Priscilla Harris Braislin Merrick (July 1838 – December 15, 1888) was the first mathematics professor at Vassar College.

==Early life==
Braislin was originally from Burlington, New Jersey,
the eldest of six children. Her father was Catholic and her mother Quaker, but with five of her siblings she became a Baptist; one of her brothers, Edward Braislin (1846–1915), became a Baptist minister.

==Vassar==
She was hired around 1865 to teach mathematics at Vassar, within the Department of Mathematics, Natural Philosophy and Chemistry. When the head of the department, Charles Farrar, stepped down in 1874, Braislin became the chair of the newly formed Department of Mathematics, and appointed as an instructor of mathematics.

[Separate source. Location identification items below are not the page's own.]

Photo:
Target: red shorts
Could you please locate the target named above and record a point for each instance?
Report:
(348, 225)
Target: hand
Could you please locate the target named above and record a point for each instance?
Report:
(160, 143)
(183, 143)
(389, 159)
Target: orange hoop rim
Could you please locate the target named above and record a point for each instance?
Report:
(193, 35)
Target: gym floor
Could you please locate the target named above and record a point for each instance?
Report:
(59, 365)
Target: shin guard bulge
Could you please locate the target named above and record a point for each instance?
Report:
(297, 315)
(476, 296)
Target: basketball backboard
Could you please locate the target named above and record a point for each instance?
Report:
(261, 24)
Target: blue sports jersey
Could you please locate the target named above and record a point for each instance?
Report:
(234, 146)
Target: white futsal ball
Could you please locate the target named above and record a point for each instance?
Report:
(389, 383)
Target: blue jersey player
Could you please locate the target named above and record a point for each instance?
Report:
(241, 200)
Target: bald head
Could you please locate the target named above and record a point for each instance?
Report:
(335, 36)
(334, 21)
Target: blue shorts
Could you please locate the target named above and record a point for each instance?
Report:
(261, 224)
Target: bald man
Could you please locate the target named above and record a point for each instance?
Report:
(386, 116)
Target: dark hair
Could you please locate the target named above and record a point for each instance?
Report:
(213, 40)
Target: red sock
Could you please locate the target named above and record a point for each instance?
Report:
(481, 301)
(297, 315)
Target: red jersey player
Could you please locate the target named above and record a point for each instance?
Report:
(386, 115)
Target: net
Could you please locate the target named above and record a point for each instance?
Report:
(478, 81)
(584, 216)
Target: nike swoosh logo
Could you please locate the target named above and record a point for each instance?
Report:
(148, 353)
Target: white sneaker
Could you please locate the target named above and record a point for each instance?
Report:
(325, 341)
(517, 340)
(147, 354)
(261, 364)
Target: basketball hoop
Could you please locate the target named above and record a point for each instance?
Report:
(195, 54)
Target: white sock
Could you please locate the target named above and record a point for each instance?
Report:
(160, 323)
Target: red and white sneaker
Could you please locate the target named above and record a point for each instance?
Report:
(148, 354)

In 1875 she was elected as professor of mathematics. She was the first professor in the department and the first female professor at Vassar, in addition to being (after Susan Jane Cunningham at Swarthmore College in 1871) one of the first female professors of mathematics in the US.

She resigned in 1887, to marry Timothy Merrick, a wealthy businessman in Holyoke, Massachusetts. She died of heart disease at her Holyoke home the following year. On December 18, 1888, her funeral was held in Holyoke.

==Legacy==
The Priscilla Braislin School for Girls in Bordentown, New Jersey was founded in 1889 and operated by two of Braislin's sisters, Alice G. Braislin and Mary Braislin Cooke.